As they were leaving, Beatrix had tried to be light and joyful with her mother.

“We will have to give your gold to the Church,” said Beatrix to Mother. “If we even get it.”

“The Church took my brother,” Mother snapped. “Now the score is even.”

“Do you really think you can settle scores with God?” she had asked quietly.

“I do not, of course, my daughter,” Margriet said. “But if I can raid at the gates of Hell, surely I can ask for a small dispensation at the gate of Paradise, where I shall be shortly, so let’s finish this business.”

She never thought about Beatrix, never thought to apologize to her, or ask her opinion. Stubborn to the last. And she would be in her grave soon, and there was no point in trying to change her now, but Beatrix wanted to all the same.

The ground was cold but firm and she and Gertrude went quickly.

“I should just keep walking,” Beatrix said out loud, to have it said, out in the cold air.

“You know, I have always been a good walker,” Gertrude said. “I wanted to go on pilgrimage.”
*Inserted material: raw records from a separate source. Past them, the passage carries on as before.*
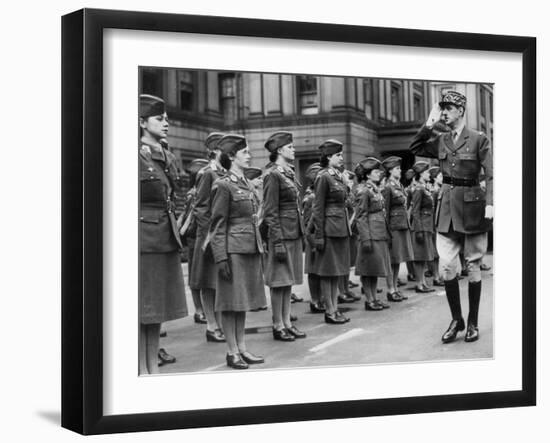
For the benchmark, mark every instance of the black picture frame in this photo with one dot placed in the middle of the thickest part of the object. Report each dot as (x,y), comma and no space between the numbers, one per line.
(82,219)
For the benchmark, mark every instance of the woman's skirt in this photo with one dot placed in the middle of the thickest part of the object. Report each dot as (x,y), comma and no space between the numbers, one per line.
(423,251)
(375,263)
(161,288)
(245,291)
(333,260)
(203,272)
(286,273)
(401,246)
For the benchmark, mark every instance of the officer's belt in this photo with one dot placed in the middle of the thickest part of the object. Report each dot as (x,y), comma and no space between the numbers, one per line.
(237,220)
(453,181)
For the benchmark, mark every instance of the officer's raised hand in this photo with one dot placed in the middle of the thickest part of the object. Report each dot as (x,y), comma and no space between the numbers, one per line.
(280,252)
(435,115)
(224,270)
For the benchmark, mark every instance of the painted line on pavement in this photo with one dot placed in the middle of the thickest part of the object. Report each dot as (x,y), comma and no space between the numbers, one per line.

“So have I!” Beatrix said. “Well, Baltazar and I spoke about it, often. We were going to go together, one day.”

“And why not go without him?”

“Oh, I don’t know,” Beatrix said. “I never thought of it. Every time I thought of the future, Baltazar was in it.”

“Let’s walk there now,” said Gertrude and took her hand. It was warmer than her own, despite the cold air, as if Gertrude were more alive than she was.

They swung their arms like children.

“We’ll walk for three days to Paris,” said Gertrude, “then on to Spain.”

But their feet took them to the little tumbledown church, where Gertrude said a prayer and smashed a window.